Another letter this week and another set of words. They’re random…they’re applied or a viewpoint…a chance of not being totally serious all the time. Let’s go with B words!

Brilliant can be taken many ways.  I’m seeing it here as a bright future. It’s settled. It’s sunny. It’s solid. It’s a little bit odd but who doesn’t like a sunbeam?!

Blink – or don’t blink. Time goes so fast and can speed up at any time. This weekend Connor will be headed to military training and it seems like just a couple blinks since he was 11 years old and came to Alabama. But then it seems like a few days ago since I was in many other situations.

orange chrysanthemum flowers in closeup photo

Photo by Deva Darshan on Pexels.com

Bliss has increased around the SlowMoneyFarm corner of the world. Not fancy.

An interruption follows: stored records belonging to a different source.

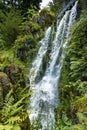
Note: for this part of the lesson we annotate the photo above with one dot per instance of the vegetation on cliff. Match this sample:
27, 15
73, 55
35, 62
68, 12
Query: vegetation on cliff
21, 27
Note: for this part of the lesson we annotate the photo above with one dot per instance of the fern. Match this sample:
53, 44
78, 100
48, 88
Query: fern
13, 113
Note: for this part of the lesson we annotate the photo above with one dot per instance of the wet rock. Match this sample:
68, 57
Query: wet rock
15, 74
5, 86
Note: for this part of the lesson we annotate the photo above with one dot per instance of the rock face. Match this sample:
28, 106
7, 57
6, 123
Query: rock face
15, 74
5, 86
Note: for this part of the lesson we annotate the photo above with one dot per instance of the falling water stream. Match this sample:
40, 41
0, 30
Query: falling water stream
44, 99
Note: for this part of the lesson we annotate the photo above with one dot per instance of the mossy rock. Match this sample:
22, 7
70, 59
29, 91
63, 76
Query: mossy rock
5, 86
80, 105
15, 74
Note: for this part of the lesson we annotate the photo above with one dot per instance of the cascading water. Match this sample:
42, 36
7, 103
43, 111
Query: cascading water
44, 99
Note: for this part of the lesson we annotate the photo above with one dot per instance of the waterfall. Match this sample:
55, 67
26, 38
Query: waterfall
44, 99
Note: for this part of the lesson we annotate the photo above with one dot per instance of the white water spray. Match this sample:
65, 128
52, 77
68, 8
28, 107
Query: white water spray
44, 99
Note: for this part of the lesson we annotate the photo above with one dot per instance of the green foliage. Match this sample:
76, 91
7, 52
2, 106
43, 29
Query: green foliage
9, 28
73, 80
57, 6
13, 113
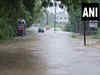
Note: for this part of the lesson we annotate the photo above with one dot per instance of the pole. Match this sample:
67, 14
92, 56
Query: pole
55, 16
84, 33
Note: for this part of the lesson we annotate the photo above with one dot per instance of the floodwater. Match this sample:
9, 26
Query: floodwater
51, 53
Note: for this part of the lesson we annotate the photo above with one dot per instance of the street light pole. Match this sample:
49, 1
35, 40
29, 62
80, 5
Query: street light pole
55, 16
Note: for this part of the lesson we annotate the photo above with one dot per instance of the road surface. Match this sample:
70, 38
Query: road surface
51, 53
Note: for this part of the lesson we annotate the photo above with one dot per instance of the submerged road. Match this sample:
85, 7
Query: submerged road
51, 53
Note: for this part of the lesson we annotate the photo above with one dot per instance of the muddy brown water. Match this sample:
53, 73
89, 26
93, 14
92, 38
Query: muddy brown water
48, 54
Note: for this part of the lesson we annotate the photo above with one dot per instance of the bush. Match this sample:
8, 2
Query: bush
97, 36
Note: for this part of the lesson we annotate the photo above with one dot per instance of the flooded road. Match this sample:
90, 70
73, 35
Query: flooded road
51, 53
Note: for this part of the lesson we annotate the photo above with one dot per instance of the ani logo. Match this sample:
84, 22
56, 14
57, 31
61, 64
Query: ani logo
90, 11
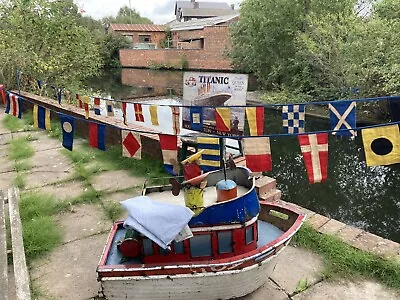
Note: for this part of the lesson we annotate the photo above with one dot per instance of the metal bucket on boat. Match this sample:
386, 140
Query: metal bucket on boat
194, 198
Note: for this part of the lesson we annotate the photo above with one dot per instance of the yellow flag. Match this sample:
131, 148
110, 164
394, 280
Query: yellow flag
223, 119
154, 115
41, 117
381, 145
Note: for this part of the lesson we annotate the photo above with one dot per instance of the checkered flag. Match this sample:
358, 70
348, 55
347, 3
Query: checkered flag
293, 117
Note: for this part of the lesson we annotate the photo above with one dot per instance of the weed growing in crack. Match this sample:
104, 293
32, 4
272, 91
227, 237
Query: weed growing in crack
343, 260
41, 232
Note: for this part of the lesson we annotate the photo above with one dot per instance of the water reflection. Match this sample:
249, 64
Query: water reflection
366, 197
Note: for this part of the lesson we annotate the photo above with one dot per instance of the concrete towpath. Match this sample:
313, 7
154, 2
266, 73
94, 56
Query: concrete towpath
69, 271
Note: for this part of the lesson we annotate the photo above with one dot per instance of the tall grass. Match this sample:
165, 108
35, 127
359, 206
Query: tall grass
343, 260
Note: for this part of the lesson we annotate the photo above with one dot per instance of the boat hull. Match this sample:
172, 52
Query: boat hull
207, 285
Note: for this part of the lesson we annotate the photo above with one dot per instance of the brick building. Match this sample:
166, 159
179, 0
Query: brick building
142, 36
192, 10
202, 44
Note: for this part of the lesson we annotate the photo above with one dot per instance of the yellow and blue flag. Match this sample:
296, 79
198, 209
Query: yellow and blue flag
211, 157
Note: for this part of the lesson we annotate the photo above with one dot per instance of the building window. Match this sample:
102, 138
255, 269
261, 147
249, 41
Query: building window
178, 247
249, 235
144, 38
225, 243
164, 251
200, 245
147, 247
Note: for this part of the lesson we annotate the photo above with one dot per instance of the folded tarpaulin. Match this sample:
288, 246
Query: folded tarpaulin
158, 221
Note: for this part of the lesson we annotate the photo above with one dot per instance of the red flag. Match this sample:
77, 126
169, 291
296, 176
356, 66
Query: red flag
175, 119
169, 149
138, 112
124, 113
315, 154
80, 103
257, 152
3, 94
131, 144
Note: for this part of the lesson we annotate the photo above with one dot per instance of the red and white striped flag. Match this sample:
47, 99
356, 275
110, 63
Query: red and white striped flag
257, 152
314, 148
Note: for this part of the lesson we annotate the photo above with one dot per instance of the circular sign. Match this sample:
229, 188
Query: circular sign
381, 146
67, 127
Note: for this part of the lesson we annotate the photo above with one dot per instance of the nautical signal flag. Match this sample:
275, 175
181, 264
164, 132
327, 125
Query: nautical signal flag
293, 117
343, 116
255, 118
96, 106
3, 94
110, 109
131, 144
314, 148
196, 118
14, 105
169, 149
154, 115
381, 145
97, 136
176, 127
257, 152
41, 117
123, 104
80, 103
210, 158
138, 112
85, 100
68, 128
223, 119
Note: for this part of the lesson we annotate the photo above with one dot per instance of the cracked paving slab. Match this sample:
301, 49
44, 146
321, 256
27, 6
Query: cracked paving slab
115, 180
294, 264
69, 272
340, 290
82, 221
63, 191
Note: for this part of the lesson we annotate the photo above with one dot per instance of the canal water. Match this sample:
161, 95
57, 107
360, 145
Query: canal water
365, 197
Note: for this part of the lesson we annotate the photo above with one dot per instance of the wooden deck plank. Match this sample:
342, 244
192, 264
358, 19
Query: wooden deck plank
20, 269
3, 252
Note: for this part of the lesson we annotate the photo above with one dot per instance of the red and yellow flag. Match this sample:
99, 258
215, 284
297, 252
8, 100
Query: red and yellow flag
223, 119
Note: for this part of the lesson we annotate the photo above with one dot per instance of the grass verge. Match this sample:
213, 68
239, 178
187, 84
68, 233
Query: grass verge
41, 233
343, 260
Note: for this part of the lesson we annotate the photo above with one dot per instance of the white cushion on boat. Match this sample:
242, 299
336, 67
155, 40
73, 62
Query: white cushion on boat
158, 221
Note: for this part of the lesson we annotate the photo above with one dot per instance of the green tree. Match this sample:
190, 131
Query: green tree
127, 15
43, 38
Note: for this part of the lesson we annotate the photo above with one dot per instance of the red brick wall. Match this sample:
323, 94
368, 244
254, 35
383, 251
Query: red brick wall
216, 41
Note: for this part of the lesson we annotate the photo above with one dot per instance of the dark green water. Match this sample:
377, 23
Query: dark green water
366, 197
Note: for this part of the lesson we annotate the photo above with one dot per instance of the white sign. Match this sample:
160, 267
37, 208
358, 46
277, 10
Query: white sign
210, 90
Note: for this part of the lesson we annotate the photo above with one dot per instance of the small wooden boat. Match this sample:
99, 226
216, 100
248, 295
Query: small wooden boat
228, 256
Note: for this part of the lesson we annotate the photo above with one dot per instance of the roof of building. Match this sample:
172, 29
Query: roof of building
205, 12
201, 23
190, 4
137, 27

Contentment with what is. It doesn’t take a lot, A homemade meal, a dry place to sleep and a place to hang out. Sometimes it’s just being creative for a while.

Bitter is something many hold onto…but is better left alone. Drop it…put it down and walk away. Don’t pick it up. Don’t hold onto it. Bitter is often like taking something toxic and hoping to harm someone else. They’ve moved on. Find a way to do the same and be happy.

Bumble happens. Bumble a situation. Bumble a plan. Bumbles happen. Laugh. Cry. Forgive. Don’t hang on to being bumbling either. Move on!